LB | LS | EZ If architecture as a discipline hopes to respond to emerging global urgencies, it should not consider itself as separate from other ongoing processes but should rather engage with them directly. Much like the crux of the project; the miner’s house that has its material origins encoded in the three separate “mines”, the buildings we design should be allowed to adapt and respond to ongoing economic, ecological and material forces. Perhaps this would mean considering aesthetics and composition as secondary concerns and rather, letting architectural form become a spatial articulation of interdisciplinary actions. In this sense, a reparative architecture’s most vital trait would be an extensive sensitivity and awareness to whatever it is part of.
Bio
Lauritz Bohne, Lea Scherer and Edward Zammit are recent Architecture graduates from TU Delft, NL, where they collaborated on numerous academic projects including their master thesis From Mine to Mine. During their studies, they developed a focused interest in architecture at the intersection of materiality and technology.
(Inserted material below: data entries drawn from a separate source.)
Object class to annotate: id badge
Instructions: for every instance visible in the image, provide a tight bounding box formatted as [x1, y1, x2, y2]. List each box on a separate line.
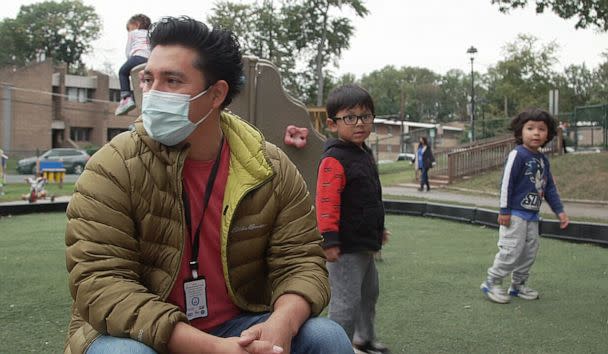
[184, 278, 209, 321]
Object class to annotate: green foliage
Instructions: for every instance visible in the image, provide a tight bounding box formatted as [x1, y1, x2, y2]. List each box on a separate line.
[207, 0, 298, 92]
[486, 34, 557, 116]
[361, 65, 449, 121]
[0, 0, 101, 72]
[492, 0, 608, 31]
[0, 213, 608, 353]
[207, 0, 368, 106]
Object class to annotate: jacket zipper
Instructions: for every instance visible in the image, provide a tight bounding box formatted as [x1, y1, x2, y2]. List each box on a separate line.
[161, 150, 186, 300]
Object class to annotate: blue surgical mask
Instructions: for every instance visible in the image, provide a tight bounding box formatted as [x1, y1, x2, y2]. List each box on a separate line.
[141, 89, 213, 146]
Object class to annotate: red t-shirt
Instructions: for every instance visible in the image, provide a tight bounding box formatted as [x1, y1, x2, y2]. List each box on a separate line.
[167, 143, 240, 331]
Their recent research project Meta Office - Behind The Screens of Amazon Mechanical Turks explores the hidden human labour behind Artificial Intelligence and will be part of the ‘Datapolis’ publication issued by Nai010 publishers. The work is also currently shown in the exhibition series and online publication ‘Image Capital’ by photographer Armin Linke and media historian Estelle Blaschke, displayed at Folkwang Museum, Essen (09.11.22 - 11.12.23), Fondazione MAST, Bologna (22.09.22 - 08.01.23) and Centre Pompidou, Paris (end of 2023). Based in Rotterdam, NL, the three continue to collaborate under the name ‘Meta Office’ while pursuing their individual careers. Edward works with multiple studios and designers around the Netherlands, engaging in projects that range from exhibition design to material research. Lauritz and Lea explore the potential of architecture within the current energy crisis. Working in the energy sector, they develop spatial strategies to create alternative energy grids focusing on the capacities of hydrogen.